You know, I didn’t actually have a stake in the baby it’s cold outside debate, but apparently this needs to be said, again.

Connotations and social meanings change over time.

Comedy is usually the artform on the bleeding edge of that change, it is meant to be challenging, divisive and pushing the envelope in a way that calls attention to deficits and discrimination in a way that is easier to see and understand than in regular context.

Other art forms have to deal with this as well, music is likely the next one to be pushing the envelope for a broader audience than say a novel or a movie. Arthouse movies and niche novels push their audiences but the reach is smaller.

So it is no surprise that a relatively old song has come up against a rapidly changing dynamic of social norms and practices than when it was first created.

In the case of this one song we are now having the same debate I’ve been hearing for several years
FB this isn’t new it’s been going around social media circles since 2012 and it’s getting old.

Someone tells you they can’t eat peanuts because they’re allergic you don’t feed them peanut butter because you think it will toughen them up.

Someone tells you that they hate horror movies you don’t make them watch them to get over themselves.

Someone tells you that a song reminds them too much of the time they were assaulted, you don’t play the song.

We all have ways in which we navigate the world around us. Sometimes we need to ask for help. If you’re response to that is “well I like it so it can’t be that bad” you are not only ignoring the person who had the courage to say something, you are telling them and all around them that you don’t care about other people’s feelings and what potentially may hurt them.

You do not need an explanation as to why someone can’t have peanut butter, or why they can’t listen to a Christmas song, or why the don’t do x, or can’t have y. You have an opportunity to say to this person, “I may not understand but my role is to make you feel safe and unharmed while you are here”.

That little offering goes further to helping foster trust and understanding between people than anything else.

As a caveat, as I know there will be mentions of it here. Calling out the inherent misogyny in one form of music does not negate the misogyny inherent in other forms. It is telling however that rap music is used as the scapegoat, when arguably pop music is rife with misogynistic lyrics.

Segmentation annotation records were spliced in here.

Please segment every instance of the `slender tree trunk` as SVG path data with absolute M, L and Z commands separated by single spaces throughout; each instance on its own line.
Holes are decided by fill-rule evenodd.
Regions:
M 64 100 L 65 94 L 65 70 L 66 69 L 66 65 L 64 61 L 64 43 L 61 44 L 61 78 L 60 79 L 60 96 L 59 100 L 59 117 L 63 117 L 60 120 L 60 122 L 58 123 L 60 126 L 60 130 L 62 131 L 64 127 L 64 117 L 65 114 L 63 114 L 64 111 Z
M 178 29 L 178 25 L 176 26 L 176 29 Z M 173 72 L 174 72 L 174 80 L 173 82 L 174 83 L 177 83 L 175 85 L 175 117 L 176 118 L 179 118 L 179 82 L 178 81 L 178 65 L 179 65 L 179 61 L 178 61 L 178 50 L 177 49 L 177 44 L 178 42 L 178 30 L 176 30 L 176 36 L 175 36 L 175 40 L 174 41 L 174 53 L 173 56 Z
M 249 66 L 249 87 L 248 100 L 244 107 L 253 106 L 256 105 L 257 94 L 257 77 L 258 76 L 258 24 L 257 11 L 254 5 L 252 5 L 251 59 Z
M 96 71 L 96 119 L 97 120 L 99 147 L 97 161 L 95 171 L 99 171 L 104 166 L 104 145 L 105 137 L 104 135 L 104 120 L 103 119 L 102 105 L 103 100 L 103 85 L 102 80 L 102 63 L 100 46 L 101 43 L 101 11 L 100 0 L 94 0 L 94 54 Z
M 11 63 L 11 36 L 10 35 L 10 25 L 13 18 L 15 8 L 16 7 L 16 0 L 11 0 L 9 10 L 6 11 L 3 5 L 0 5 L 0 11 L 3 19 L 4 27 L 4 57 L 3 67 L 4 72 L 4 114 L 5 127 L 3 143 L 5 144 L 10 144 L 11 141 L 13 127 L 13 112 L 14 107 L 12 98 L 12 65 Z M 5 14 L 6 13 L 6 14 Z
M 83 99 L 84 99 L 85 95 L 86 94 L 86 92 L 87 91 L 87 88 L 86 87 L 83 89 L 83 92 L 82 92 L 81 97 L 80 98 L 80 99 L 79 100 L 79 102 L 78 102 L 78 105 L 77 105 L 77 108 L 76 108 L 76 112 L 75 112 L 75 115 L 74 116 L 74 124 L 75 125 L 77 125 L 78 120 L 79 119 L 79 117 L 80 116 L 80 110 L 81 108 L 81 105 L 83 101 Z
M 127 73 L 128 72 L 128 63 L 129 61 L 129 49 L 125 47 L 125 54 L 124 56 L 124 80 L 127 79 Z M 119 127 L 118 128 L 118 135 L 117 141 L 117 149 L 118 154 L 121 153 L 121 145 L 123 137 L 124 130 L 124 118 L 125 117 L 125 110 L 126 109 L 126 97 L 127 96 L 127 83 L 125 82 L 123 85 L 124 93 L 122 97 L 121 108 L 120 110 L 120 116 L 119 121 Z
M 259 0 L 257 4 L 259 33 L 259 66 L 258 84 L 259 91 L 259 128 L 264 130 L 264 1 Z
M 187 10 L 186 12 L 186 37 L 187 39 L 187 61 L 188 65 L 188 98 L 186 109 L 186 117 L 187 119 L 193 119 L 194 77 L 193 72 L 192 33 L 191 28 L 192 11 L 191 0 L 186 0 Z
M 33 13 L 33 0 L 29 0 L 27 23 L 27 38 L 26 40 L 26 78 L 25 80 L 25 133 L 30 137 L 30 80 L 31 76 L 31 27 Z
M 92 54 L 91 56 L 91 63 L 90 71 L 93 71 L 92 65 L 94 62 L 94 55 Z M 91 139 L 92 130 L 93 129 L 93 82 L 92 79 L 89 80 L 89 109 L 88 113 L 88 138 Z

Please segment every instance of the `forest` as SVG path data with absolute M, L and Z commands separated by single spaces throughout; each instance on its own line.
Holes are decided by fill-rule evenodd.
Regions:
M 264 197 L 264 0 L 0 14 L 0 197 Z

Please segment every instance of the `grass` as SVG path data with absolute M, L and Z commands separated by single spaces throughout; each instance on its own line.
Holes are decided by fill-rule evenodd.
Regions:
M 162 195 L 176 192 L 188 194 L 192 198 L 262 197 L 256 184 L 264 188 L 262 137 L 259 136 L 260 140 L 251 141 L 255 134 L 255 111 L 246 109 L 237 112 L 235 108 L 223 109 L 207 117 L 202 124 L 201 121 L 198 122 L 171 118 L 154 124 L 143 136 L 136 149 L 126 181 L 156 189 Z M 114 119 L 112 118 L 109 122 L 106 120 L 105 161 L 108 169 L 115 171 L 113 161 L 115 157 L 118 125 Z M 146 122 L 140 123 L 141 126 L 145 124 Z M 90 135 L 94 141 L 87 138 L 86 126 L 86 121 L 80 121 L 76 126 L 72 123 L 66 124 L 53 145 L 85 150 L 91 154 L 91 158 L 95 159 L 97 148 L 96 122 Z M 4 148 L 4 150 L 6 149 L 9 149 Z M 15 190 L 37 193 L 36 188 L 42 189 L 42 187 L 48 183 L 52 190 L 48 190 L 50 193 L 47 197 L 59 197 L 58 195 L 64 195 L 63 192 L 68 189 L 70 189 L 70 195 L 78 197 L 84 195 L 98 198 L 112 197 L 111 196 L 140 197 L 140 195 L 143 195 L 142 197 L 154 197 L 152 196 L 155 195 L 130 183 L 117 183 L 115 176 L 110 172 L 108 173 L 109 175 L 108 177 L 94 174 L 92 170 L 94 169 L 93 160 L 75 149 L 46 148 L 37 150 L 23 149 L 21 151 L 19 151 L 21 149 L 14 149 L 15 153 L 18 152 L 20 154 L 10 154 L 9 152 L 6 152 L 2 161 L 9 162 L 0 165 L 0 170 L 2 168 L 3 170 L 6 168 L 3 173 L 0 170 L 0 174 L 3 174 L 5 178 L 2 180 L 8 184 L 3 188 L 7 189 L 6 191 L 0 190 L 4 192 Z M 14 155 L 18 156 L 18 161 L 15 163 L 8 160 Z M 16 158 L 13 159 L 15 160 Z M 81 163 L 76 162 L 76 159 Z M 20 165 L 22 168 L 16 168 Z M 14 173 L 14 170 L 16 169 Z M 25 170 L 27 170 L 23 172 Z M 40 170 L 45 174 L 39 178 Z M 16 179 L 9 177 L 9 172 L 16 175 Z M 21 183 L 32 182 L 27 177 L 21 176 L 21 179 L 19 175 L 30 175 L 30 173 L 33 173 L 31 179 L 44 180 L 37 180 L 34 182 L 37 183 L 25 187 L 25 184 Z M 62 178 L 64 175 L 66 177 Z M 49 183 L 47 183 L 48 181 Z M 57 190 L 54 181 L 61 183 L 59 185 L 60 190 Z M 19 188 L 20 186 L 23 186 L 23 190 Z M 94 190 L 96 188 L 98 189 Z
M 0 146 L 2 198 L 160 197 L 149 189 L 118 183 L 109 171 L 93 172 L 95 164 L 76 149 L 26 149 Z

I am not telling anyone they can or cannot enjoy something. I am however telling you that it takes a lot of courage to go to someone and say “I really would prefer/feel safer/it would help me if you didn’t play this song, etc”.

The world is shitty enough, the Nazis are back, fascism is on the rise, people are being killed and children are being locked up. Ultra right wing agendas are turning social media into a mess of puritanical bullshit.

Do something nice for someone, be open minded about why a song might bother them. You have not walked in their shoes and you do not know their struggles. You can however ease them, if just a little.